Here we will consume all partitions if they do not lag behind, but if some go above a certain threshold, we will consume them to catch up. This can very well be used in a case where some consumer died and this consumer took over its partitions, that are now lagging behind.

Some things to note about it:

  • There may be a slight pause in consumption if you change the partitions you are fetching. This can happen when Consumer requests a fetch for partitions that have no data available. Consider setting a relatively low fetch_max_wait_ms to avoid this.

  • The async for interface can not be used with explicit partition filtering, just use getone() instead.

Reading Transactional Messages

Transactions were introduced in Kafka 0.11.0 wherein applications can write to multiple topics and partitions atomically. In order for this to work, consumers reading from these partitions should be configured to only read committed data. This can be achieved by by setting the isolation_level=read_committed in the consumer’s configuration:

consumer = aiokafka.AIOKafkaConsumer(
    "my_topic",
    bootstrap_servers='localhost:9092',
    isolation_level="read_committed"
)
await consumer.start()
async for msg in consumer:  # Only read committed tranasctions
    pass

In read_committed mode, the consumer will read only those transactional messages which have been successfully committed. It will continue to read non-transactional messages as before. There is no client-side buffering in read_committed mode. Instead, the end offset of a partition for a read_committed consumer would be the offset of the first message in the partition belonging to an open transaction. This offset is known as the Last Stable Offset (LSO).

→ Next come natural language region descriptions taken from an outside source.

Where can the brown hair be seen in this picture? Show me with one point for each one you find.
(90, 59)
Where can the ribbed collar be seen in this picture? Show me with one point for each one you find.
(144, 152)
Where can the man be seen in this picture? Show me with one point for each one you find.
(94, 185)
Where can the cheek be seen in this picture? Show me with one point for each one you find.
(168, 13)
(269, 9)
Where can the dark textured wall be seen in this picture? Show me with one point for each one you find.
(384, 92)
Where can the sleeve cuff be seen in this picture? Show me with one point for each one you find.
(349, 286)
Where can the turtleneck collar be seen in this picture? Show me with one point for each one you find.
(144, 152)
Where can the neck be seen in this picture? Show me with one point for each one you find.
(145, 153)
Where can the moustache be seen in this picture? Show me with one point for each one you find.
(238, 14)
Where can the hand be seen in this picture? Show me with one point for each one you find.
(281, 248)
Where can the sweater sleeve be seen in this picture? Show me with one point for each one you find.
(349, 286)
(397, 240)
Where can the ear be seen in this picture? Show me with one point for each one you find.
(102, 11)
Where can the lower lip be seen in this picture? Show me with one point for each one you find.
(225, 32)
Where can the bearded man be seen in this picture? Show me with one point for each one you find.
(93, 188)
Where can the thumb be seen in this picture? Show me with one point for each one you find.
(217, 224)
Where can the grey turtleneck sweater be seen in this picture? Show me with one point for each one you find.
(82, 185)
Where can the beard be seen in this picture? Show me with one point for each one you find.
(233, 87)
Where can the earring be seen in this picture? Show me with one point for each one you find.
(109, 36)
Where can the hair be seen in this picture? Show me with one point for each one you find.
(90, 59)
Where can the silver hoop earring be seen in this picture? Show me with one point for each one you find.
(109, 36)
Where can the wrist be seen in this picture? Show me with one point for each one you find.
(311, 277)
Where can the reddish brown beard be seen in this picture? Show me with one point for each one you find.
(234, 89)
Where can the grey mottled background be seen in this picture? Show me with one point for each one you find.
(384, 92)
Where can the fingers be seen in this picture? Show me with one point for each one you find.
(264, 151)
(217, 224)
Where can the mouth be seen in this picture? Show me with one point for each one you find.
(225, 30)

A read_committed consumer will only read up to the LSO and filter out any transactional messages which have been aborted. The LSO also affects the behavior of seek_to_end() and end_offsets() for read_committed consumers, details of which are in each method’s documentation. Finally, last_stable_offset() API was added similarly to highwater() API to query the lSO on a currently assigned transaction:

async for msg in consumer:  # Only read committed tranasctions
    tp = TopicPartition(msg.topic, msg.partition)
    lso = consumer.last_stable_offset(tp)
    lag = lso - msg.offset
    print(f"Consumer is behind by {lag} messages")

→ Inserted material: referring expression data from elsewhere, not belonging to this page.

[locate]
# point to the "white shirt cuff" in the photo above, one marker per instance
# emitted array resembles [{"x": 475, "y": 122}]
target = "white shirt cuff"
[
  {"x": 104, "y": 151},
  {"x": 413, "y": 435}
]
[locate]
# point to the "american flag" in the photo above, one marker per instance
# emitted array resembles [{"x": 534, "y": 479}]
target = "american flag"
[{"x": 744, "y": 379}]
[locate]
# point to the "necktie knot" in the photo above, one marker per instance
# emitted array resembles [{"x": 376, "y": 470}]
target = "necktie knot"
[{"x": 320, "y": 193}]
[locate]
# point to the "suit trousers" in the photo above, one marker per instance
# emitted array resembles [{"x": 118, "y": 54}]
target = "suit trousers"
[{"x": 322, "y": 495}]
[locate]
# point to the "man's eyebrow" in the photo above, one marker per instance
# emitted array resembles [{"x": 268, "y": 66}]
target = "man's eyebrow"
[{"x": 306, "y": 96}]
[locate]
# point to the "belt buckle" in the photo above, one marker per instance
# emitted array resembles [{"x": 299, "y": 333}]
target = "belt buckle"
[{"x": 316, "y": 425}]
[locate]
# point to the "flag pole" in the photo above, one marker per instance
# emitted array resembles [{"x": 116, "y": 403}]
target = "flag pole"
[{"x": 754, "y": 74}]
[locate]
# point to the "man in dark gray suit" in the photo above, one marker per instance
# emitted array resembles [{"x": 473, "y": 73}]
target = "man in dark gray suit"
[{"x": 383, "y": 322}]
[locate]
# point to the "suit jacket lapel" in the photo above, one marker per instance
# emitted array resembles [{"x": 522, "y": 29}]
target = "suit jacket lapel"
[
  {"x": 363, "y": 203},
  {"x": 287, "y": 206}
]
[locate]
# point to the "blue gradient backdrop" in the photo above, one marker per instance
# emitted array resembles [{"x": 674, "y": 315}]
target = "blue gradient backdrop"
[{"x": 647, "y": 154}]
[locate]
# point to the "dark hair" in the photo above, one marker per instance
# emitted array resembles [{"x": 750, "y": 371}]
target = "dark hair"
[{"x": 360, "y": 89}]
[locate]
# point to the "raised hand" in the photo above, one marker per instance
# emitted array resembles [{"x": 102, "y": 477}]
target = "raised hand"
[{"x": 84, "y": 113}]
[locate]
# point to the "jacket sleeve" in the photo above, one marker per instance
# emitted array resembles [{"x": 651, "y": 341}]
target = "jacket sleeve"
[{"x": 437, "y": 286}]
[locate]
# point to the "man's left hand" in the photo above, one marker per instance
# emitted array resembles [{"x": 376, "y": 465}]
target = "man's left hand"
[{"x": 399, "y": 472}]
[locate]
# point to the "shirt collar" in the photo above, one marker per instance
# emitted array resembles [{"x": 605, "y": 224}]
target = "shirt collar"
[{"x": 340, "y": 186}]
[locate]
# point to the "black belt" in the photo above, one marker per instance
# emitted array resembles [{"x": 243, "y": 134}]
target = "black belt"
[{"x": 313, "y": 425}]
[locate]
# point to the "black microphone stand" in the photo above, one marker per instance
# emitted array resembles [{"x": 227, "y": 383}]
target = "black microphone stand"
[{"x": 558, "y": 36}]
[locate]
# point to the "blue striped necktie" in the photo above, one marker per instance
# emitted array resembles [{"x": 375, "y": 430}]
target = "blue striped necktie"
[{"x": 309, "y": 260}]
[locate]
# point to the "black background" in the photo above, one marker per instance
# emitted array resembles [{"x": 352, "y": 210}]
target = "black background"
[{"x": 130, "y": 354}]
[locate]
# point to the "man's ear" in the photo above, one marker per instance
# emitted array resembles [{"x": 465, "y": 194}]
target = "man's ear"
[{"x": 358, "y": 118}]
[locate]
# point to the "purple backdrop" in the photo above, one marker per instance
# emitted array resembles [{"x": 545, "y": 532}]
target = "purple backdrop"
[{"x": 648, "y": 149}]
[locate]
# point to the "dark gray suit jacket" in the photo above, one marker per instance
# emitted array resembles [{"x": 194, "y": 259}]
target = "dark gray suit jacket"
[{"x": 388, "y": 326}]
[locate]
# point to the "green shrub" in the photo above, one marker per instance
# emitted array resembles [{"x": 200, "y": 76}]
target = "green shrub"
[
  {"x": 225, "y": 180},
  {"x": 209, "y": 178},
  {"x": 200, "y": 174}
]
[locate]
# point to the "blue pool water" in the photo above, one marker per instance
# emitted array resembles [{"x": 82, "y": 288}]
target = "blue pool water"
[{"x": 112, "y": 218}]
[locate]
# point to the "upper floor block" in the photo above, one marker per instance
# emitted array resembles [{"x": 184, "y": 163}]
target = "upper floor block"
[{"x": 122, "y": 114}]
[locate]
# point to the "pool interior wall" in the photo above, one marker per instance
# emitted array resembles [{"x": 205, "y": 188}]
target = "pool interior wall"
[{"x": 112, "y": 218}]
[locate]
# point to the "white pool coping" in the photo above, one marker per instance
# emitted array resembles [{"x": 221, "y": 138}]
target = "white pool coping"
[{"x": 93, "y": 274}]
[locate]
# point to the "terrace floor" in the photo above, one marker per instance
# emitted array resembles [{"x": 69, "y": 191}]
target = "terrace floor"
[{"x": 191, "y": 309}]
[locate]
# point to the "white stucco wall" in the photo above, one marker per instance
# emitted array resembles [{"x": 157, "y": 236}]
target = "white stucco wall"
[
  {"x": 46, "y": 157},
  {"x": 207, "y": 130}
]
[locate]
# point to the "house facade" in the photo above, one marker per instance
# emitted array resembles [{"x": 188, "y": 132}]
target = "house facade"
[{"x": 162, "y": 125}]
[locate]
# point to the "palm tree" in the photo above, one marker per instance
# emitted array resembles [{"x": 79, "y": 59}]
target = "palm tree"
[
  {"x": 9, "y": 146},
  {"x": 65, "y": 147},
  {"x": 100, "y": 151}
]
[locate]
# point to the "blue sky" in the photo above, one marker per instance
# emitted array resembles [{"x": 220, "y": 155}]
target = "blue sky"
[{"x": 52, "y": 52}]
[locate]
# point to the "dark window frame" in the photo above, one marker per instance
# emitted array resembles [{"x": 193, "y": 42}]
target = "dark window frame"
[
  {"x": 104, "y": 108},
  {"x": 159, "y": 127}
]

    end_offsets = await consumer.end_offsets([tp])
    assert end_offsets[tp] == lso

await consumer.seek_to_end(tp)
position = await consumer.position(tp)

Partitions with transactional messages will include commit or abort markers which indicate the result of a transaction. There markers are not returned to applications, yet have an offset in the log. As a result, applications reading from topics with transactional messages will see gaps in the consumed offsets. These missing messages would be the transaction markers, and they are filtered out for consumers in both isolation levels. Additionally, applications using read_committed consumers may also see gaps due to aborted transactions, since those messages would not be returned by the consumer and yet would have valid offsets.

Detecting Consumer Failures

People who worked with kafka-python or Java Client probably know that the poll() API is designed to ensure liveness of a Consumer Groups. In other words, Consumer will only be considered alive if it consumes messages. It’s not the same for aiokafka, for more details read Difference between aiokafka and kafka-python.

aiokafka will join the group on start() and will send heartbeats in the background, keeping the group alive, same as Java Client. But in the case of a rebalance it will also done in the background.

Offset commits in autocommit mode is done strictly by time in the background (in Java client autocommit will not be done if you don’t call poll() another time).